Multiplicity of irreducible $\mathbb{C}S_n$-modules

Question

A known result in the representation theory of the symmetric group $S_n$ says:

"Let $T_{\lambda}$ be a Young tableaux corresponding to a $\lambda \vdash n$, and let $M=M_{1} \oplus M_{2} \oplus \cdots \oplus M_{m}$ where $M_{i}$ are irreducible $\mathbb{C}S_n$-modules with character $\chi_{\lambda}$. Then $m$ is equal to the maximal number of linearly independent elements of the form $e_{T_{\lambda}}f \in M$."

Is it correct to conclude that $m = \dim \operatorname{span}\{e_{T_{\lambda}}f: f \in M\}$?

Answer 1

It is know that for any Young Tableaux $T_{\lambda}$, there exists $f_1 \in M_1$ such that

\begin{equation*} M_1=\mathbb{C}S_n e_{T_{\lambda}}f_1\end{equation*}

Put $g_1=e_{T_{\lambda}}f_1$ and observe that $\sigma g_1=g_1$ for all $\sigma \in R_{T_{\lambda}}$. On the other hand, suppose $0\neq h \in M_1$ is also stable under $R_{T_{\lambda}}$-action.
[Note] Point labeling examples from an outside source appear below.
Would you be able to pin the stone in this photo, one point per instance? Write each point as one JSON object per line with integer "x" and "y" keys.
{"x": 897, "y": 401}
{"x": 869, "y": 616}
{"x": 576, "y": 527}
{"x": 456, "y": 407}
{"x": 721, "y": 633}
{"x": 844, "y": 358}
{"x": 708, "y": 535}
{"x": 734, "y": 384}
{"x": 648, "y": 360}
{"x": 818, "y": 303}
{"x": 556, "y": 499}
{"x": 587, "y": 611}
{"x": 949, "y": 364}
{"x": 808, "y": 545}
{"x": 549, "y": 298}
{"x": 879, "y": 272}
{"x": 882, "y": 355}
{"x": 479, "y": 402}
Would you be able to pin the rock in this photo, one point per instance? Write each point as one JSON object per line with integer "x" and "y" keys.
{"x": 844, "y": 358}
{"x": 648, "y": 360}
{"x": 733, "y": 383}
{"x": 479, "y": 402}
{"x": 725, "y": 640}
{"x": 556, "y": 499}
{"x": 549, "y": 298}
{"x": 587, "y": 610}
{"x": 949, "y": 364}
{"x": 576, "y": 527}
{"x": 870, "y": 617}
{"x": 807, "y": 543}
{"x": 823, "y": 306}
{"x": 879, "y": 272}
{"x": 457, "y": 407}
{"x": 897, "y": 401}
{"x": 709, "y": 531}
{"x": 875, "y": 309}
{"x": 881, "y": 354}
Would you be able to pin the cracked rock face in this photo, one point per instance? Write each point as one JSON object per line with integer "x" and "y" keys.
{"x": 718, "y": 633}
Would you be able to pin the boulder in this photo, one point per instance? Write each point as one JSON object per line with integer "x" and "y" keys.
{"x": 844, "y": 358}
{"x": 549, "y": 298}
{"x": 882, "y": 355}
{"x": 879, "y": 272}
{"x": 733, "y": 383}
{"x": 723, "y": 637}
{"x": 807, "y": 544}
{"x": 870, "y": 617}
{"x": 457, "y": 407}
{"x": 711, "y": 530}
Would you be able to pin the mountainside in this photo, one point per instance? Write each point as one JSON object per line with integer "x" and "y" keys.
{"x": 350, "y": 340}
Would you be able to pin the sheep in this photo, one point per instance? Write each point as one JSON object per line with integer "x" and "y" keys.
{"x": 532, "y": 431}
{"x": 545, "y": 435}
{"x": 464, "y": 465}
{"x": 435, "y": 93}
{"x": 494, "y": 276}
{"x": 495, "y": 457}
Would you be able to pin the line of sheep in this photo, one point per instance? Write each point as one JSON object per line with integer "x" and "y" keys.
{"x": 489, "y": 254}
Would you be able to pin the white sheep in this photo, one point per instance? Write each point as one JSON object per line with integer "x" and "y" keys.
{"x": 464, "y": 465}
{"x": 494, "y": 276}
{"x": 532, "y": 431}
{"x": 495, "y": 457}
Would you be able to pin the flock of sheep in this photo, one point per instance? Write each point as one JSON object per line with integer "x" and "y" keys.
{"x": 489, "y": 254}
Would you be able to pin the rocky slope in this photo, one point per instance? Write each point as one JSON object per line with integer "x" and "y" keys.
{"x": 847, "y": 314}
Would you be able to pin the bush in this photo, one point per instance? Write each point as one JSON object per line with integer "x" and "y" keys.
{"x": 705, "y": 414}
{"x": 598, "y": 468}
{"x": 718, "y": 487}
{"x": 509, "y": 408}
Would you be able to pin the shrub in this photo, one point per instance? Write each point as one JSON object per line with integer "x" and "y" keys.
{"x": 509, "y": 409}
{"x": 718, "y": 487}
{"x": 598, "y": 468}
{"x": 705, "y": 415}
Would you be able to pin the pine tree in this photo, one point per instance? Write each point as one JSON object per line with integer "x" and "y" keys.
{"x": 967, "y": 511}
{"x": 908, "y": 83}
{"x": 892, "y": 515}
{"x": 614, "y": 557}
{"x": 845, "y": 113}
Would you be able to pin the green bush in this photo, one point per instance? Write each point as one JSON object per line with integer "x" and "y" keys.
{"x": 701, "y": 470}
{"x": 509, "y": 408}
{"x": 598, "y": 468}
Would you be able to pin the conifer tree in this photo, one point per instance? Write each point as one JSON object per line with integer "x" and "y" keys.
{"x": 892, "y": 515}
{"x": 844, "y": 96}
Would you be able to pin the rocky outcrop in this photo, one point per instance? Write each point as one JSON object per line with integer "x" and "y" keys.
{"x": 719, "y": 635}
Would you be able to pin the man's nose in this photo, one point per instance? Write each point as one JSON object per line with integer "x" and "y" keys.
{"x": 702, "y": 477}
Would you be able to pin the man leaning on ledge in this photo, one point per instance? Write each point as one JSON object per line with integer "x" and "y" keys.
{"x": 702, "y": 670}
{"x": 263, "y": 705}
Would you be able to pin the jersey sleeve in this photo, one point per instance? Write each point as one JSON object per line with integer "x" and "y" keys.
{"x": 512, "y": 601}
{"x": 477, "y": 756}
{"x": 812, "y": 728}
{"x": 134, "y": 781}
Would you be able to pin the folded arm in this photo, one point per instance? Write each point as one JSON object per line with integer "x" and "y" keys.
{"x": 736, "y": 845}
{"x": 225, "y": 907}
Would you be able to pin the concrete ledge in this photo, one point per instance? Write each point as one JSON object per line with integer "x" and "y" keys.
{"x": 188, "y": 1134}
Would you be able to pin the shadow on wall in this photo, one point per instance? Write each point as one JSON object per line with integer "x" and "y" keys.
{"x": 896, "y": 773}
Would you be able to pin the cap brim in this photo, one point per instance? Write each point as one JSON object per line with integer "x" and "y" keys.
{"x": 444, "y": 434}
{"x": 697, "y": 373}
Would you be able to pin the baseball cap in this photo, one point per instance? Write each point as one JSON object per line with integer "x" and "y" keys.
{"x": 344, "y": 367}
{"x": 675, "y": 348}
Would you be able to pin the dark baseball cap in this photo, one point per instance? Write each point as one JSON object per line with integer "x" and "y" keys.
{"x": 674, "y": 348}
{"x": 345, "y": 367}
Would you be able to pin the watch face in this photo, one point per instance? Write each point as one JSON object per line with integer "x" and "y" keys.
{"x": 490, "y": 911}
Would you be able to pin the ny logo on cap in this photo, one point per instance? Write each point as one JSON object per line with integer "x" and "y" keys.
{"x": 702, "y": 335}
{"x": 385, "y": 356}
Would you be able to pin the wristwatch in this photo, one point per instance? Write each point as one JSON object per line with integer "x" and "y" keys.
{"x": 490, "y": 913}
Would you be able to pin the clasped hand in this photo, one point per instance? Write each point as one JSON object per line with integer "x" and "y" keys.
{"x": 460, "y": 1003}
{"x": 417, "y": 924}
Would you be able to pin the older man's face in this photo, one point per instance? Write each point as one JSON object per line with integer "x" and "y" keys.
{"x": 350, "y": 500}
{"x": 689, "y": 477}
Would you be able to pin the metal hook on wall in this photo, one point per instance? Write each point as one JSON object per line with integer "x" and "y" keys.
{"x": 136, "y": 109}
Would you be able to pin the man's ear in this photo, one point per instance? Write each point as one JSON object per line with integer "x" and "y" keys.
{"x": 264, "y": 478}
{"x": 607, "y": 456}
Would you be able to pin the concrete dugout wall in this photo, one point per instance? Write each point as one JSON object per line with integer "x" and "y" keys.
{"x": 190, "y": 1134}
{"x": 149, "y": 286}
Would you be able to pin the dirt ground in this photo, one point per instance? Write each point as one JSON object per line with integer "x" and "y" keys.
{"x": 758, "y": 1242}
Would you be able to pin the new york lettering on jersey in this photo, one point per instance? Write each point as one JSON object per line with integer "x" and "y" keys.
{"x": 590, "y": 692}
Then $h=ae_{T_{\lambda}}f_1$ for some $a \in \mathbb{C}S_n$. So $\sigma ae_{T_{\lambda}}f_1=a e_{T_{\lambda}}f_1$. It follow that $b=\sigma ae_{T_{\lambda}}-a e_{T_{\lambda}} \in J \cap \mathbb{C}_{S_n}e_{T_{\lambda}}$, where $J=\{x \in \mathbb{C}S_n e_{T_{\lambda}}: xf_1=0\}$ is the left annihilator of $f_1$. By irreducibility, $J\cap \mathbb{C}S_n e_{T_{\lambda}}=0$ or $\mathbb{C}S_ne_{T_{\lambda}}$. In the last case, $J \supseteq \mathbb{C}S_n e_{T_{\lambda}}$, so $\mathbb{C}S_ne_{T_{\lambda}}f_1=0$, a contradition. It follows that $J\cap \mathbb{C}S_n e_{T_{\lambda}}=0$. Hence $b=0$ and $\sigma a e_{T_{\lambda}}=ae_{T_{\lambda}}$, for all $\sigma \in R_{T_{\lambda}}$. Clearly, $ae_{T_{\lambda}}\tau=(-1)^{\tau}ae_{T_{\lambda}}$ for any $\tau \in C_{T_{\lambda}}$. Hence $\sigma ae_{T_{\lambda}}\tau=(-1)^{\tau}ae_{T_{\lambda}}$ for all $\sigma \in R_{T_{\lambda}}, \tau \in C_{T_{\lambda}}$.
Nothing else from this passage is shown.